Although aliphatic halocarbons have been identified as contaminants of drinking water supplies, little definitive information is available on their gastrointestinal (G.I) absorption and toxicokinetics. Therefore, a study of a representative halocarbon, 1,1-dichloroethylene (1,1-DCE), was undertaken to contrast the kinetics of the chemical following iv injection with that following oral administration. Four dosage-levels of 1,1-DCE (10, 25, 50, and 100 mg/kg BW) in 50% aqueous polyethylene glycol 400 were given iv and po to fasted and nonfasted male Sprague-Dawley rats.

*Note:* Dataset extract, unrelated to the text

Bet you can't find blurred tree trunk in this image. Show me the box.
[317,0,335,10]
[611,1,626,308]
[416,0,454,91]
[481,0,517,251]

Serial blood samples were taken from the tail artery of the lightly etherized animals for up to 490 min after dosing. 1,1-DCE concentrations in the whole blood were determined by gas chromatographic head-space analysis. Evaluation of the iv data revealed that disappearance of 1,1-DCE from the systemic circulation followed a triexponential pattern. Light ether anesthesia did not appear to alter the pharmacokinetics of iv-injected 1,1-DCE. There was no difference between nonfasted and fasted iv rats in biological half-life (t1/2) or in any other pharmacokinetic parameter. Total body clearance, t1/2, apparent volume of distribution and volume of distribution in the central compartment did show increases with increasing dose in these animals. Oral dosing experiments revealed that 1,1-DCE was absorbed very rapidly and completely from the G.I. tract. Peak blood levels were reached 2 to 8 min following oral administration of 1,1-DCE as an aqueous suspension. The t1/2 of 1,1-DCE in orally dosed rats was somewhat longer than in their iv counterparts. The t1/2 values for nonfasted, orally dosed rats were longer than for their fasted counterparts, suggesting delayed absorption due to the presence of food in the G.I. tract. Bioavailability of 1,1-DCE, as determined by comparing areas under blood concentration versus time curves (AUCs), was equivalent in animals given the same dose of 1,1-DCE iv and po. AUCs increased with increasing dose in iv and po groups, but the increases were not proportional to dose.